Juncker hat „keine Sympathie für die Idee eines gesonderten Parlaments der Eurozone“. Er verweist darauf, dass bereits 19 der 28 EU-Mitglieder der Währungsunion angehören und letztlich alle EU-Staaten außer dem ohnehin bald austretenden Großbritannien sowie Dänemark verpflichtet sind, der Eurozone beizutreten.
Vollendung der Bankenunion
Wenn bei der Vollendung der Bankenunion „keine bedeutenden Fortschritte“ gebe, sei alles andere „sehr schwierig“, schrieb Ratspräsident Tusk in einem Arbeitsdokument für den Gipfel. Nötig sei ein detaillierter Zeitplan für die Reduzierung von Risiken bei Europas Instituten und die „schrittweise Einführung“ einer gemeinsamen Einlagensicherung für Kundengelder.

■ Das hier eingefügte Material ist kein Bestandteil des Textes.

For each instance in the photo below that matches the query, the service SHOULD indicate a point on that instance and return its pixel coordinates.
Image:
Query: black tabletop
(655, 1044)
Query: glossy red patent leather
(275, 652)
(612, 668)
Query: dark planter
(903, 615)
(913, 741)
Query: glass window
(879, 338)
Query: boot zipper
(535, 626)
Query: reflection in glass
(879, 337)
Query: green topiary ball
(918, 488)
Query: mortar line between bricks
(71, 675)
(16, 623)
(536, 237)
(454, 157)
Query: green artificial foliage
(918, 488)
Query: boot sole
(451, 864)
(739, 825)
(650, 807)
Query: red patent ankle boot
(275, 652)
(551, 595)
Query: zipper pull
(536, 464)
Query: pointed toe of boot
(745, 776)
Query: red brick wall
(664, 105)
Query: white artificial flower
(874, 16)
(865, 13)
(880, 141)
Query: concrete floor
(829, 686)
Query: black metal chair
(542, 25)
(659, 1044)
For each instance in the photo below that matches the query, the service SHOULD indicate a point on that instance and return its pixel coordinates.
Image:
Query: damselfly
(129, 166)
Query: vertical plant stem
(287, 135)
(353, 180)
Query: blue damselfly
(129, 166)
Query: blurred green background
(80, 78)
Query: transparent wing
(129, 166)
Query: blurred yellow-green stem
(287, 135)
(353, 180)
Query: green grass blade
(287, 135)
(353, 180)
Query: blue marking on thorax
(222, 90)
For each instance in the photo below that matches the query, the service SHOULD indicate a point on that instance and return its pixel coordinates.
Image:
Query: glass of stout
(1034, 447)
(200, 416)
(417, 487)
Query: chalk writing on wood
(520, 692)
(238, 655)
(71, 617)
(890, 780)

In der EU umgesetzt ist bereits eine stärkere Bankenaufsicht sowie ein Abwicklungsmechanismus für marode Institute. Vereinbart ist auch schon der Aufbau einer gemeinsame Einlagensicherung ab 2024. Deutschland macht dafür aber deutlich stärkere Anstrengungen zum Abbau von faulen Krediten bei den europäischen Banken zur Voraussetzung. (afp)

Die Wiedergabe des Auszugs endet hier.